Velázquez, que acompanhou o rei e as suas tropas, terá realizado esta pintura num curto espaço de tempo, em condições pouco habituais, num ateliê improvisado, em Fraga, quartel-general do exército espanhol.
Em contraste com a sobriedade de outros retratos produzidos por Velázquez e outros artistas seus contemporâneos (muito ao gosto da indumentária em uso na corte espanhola desde Filipe II (Filipe I de Portugal), em que o traje negro, apenas pontuado por alguns pormenores brancos, como a gola, eram sinónimo de distinção), o pintor optou por representar Filipe IV no papel de chefe militar vitorioso. Para isso, apresenta-o envergando sobreveste, adornada com brocados que combinam com a faixa que suporta a espada, um dos símbolos da sua autoridade, a que se junta o bastão que evoca a vitória militar do seu exército após a reconquista da cidade de Lérida. Uma vez concluída, a pintura seria enviada para Madrid, a fim de representar simbolicamente o rei numa missa na Igreja de San Martín, que celebrou a vitória.

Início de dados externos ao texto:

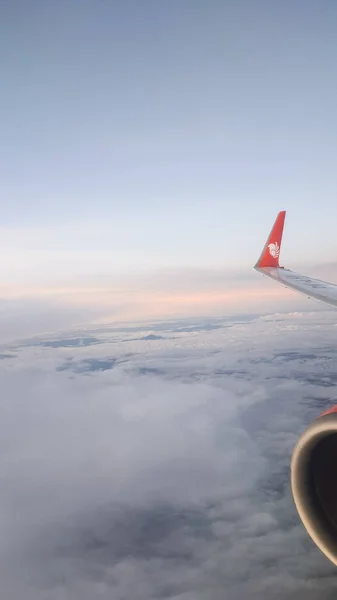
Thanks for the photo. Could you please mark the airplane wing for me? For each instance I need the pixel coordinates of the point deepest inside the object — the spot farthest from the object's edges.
(268, 264)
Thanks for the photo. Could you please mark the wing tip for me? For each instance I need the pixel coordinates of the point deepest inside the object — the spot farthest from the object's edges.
(271, 251)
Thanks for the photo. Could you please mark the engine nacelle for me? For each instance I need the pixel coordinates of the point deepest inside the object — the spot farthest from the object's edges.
(314, 481)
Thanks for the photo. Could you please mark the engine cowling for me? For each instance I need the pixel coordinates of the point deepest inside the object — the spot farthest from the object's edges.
(314, 481)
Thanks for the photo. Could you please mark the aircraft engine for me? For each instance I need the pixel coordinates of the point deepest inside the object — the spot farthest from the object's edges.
(314, 481)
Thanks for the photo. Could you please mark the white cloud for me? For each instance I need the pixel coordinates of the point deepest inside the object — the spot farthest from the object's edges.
(168, 475)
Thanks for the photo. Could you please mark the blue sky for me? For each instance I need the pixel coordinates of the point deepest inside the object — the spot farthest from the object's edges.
(154, 135)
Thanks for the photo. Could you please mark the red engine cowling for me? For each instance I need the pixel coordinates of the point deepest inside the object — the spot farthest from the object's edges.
(314, 481)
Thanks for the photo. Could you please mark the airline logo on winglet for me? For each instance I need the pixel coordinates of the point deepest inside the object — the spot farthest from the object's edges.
(274, 249)
(271, 251)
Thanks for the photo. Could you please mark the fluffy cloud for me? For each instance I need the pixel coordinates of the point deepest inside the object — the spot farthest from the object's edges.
(165, 474)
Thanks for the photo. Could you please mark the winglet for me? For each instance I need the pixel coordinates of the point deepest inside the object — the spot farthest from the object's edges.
(271, 251)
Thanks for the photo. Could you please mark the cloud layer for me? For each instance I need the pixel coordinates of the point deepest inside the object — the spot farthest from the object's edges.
(154, 462)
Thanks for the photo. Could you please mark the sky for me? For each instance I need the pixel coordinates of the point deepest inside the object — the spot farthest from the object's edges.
(140, 463)
(158, 140)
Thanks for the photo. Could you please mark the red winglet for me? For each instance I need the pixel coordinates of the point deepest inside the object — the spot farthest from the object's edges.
(271, 251)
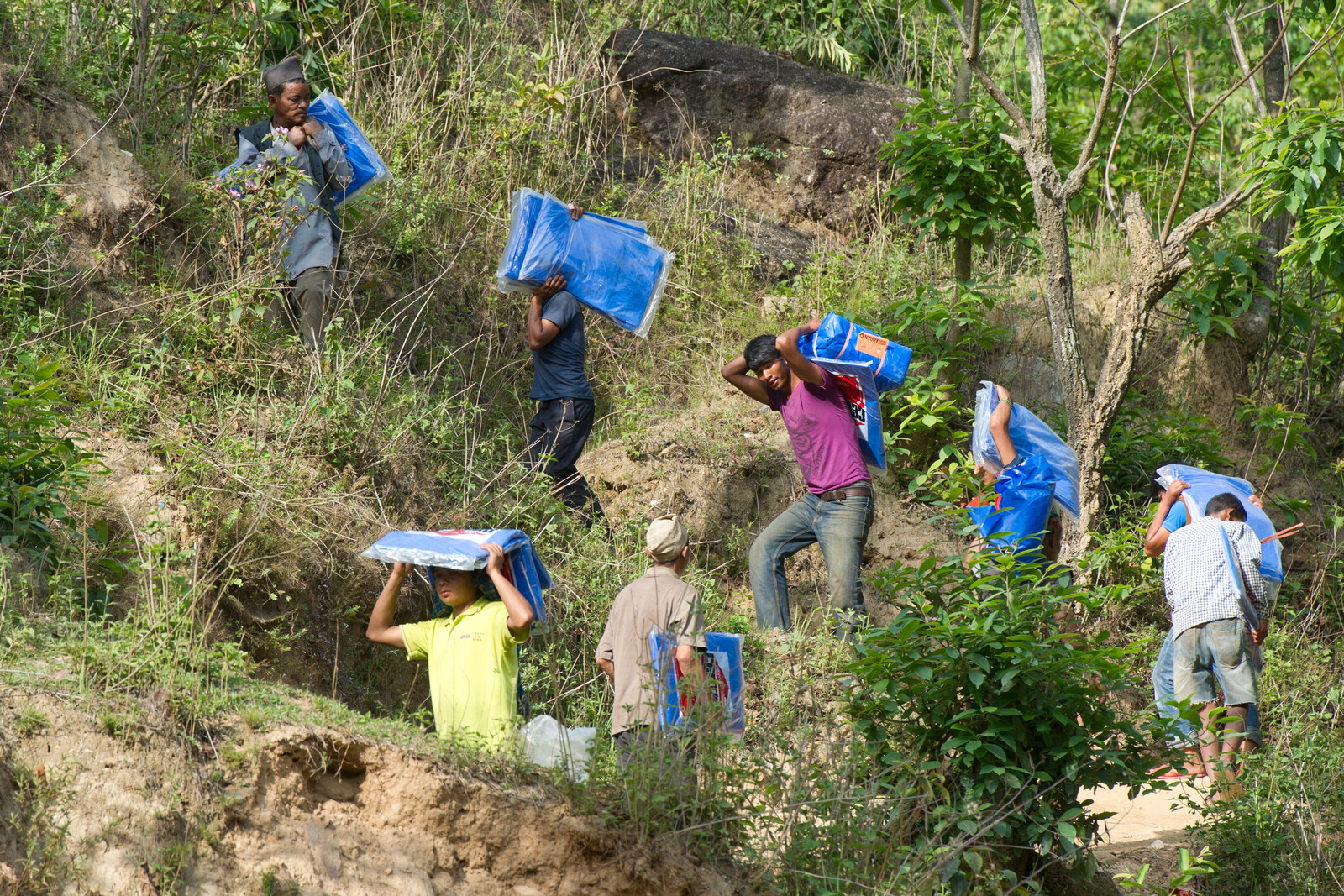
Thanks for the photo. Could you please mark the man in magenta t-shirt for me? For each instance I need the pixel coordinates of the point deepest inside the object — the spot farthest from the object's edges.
(837, 512)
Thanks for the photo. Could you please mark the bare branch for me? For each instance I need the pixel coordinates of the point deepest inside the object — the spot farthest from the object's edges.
(1079, 176)
(1158, 18)
(1211, 214)
(1198, 125)
(1035, 65)
(1245, 65)
(956, 20)
(1003, 100)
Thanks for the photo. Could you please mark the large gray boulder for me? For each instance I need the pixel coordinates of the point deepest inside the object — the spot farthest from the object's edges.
(822, 130)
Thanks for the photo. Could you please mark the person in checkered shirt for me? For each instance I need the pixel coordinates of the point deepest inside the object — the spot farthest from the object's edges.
(1220, 613)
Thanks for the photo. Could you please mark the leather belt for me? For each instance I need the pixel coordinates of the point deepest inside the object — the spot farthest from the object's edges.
(858, 490)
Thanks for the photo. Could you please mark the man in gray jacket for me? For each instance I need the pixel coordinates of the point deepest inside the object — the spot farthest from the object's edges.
(311, 253)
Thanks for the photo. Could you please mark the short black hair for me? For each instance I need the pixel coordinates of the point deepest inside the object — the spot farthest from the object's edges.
(761, 352)
(280, 89)
(1225, 501)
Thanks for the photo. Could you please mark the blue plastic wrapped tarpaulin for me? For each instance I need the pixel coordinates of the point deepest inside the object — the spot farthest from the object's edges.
(609, 264)
(369, 165)
(1018, 517)
(860, 394)
(1205, 485)
(1032, 437)
(461, 550)
(722, 664)
(846, 342)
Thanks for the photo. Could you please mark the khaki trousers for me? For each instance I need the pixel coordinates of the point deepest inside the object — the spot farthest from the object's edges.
(304, 302)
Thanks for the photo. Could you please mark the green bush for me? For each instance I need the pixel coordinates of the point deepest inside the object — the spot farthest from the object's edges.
(979, 678)
(44, 468)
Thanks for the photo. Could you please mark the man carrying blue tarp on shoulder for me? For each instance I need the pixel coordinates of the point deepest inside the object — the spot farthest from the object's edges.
(837, 508)
(1021, 519)
(312, 249)
(564, 421)
(472, 653)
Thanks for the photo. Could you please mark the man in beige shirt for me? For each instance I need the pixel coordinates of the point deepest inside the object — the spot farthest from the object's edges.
(656, 600)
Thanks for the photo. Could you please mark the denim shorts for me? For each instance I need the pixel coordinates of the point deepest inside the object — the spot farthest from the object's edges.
(1223, 645)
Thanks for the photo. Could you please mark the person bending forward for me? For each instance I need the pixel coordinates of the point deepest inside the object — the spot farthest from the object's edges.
(837, 511)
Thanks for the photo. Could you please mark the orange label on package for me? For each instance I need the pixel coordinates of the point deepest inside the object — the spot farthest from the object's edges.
(871, 345)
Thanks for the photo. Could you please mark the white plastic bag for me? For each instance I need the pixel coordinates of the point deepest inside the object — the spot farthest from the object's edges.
(553, 746)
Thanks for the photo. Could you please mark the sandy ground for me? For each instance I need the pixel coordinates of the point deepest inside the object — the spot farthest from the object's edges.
(1148, 831)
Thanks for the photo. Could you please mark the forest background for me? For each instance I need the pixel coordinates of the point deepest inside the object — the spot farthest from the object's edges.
(1183, 157)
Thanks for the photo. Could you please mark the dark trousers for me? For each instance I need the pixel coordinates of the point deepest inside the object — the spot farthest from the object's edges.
(842, 530)
(555, 441)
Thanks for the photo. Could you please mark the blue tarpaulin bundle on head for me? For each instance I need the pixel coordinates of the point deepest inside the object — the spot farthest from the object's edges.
(1019, 515)
(609, 264)
(1032, 437)
(844, 342)
(360, 154)
(461, 550)
(1205, 485)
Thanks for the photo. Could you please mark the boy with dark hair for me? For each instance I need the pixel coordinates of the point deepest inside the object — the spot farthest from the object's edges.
(564, 421)
(1169, 516)
(837, 508)
(1218, 607)
(472, 653)
(312, 249)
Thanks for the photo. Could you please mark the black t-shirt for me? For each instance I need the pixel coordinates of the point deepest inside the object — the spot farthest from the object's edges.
(558, 367)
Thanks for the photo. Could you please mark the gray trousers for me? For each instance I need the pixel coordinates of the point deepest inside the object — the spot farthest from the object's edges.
(304, 304)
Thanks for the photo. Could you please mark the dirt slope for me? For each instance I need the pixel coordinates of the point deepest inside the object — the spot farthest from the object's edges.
(302, 810)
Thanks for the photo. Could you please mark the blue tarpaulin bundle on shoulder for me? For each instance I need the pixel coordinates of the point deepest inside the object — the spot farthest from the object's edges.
(1032, 437)
(725, 679)
(609, 264)
(360, 154)
(1205, 485)
(844, 342)
(461, 550)
(1018, 517)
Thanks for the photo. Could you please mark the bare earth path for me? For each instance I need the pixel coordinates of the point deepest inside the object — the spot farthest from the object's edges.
(1148, 831)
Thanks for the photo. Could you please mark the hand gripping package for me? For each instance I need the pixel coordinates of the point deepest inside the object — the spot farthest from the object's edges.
(360, 154)
(721, 661)
(1032, 437)
(609, 264)
(864, 365)
(461, 550)
(1203, 486)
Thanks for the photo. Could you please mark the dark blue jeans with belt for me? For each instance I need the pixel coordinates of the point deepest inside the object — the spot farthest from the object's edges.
(840, 528)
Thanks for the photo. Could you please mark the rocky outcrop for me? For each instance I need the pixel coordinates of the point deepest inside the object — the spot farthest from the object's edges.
(816, 134)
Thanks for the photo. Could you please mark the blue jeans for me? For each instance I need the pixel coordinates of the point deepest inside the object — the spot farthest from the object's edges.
(839, 527)
(1164, 694)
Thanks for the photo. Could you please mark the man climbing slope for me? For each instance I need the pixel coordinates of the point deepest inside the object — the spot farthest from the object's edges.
(312, 249)
(837, 511)
(472, 653)
(564, 421)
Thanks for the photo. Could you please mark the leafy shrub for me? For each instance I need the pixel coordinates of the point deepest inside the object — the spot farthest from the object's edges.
(979, 678)
(958, 176)
(44, 468)
(1147, 437)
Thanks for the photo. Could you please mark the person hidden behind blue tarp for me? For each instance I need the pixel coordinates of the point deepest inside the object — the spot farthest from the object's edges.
(609, 264)
(1032, 437)
(1018, 517)
(1205, 485)
(369, 165)
(723, 676)
(461, 550)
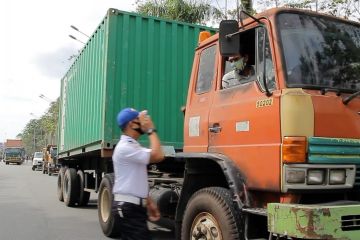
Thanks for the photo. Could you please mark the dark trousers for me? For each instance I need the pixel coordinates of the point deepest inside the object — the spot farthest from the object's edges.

O espanhol Pablo Pérez d’Ors reforçou este carácter excecional da obra, conhecido também como retrato de Lérida, lembrando ainda que o seu esplendor só foi verdadeiramente revelado após um grande trabalho de restauro realizado na primeira década deste século. Ainda assim, como contou Xavier Salomon, este Velázquez, mesmo muitas décadas antes do restauro, foi muito disputado por colecionadores até ser adquirido por Henry Frick, no princípio do século XX. O preço? Qualquer coisa como 500 mil dólares.
Entre os que o terão cobiçado parece ter estado o próprio Calouste Gulbenkian, que na sua biblioteca particular tem uma publicação sobre o quadro, precisamente da época em que este esteve no mercado. Em 1919, Gulbenkian conseguiu adquirir uma obra de Velázquez, Retrato de D. Mariana de Áustria, proveniente da Coleção Lyne Stephens, que mais tarde seria doado ao Museu Nacional de Arte Antiga.
Recorde-se que o ciclo “Obra Visitante” do Museu Calouste Gulbenkian, foi inaugurado há justamente dois anos, com outra obra-prima da pintura europeia, o Autorretrato com Boina e Duas Correntes, de Rembrandt, emprestado pelo Museo Nacional Thyssen-Bornemisza, de Madrid.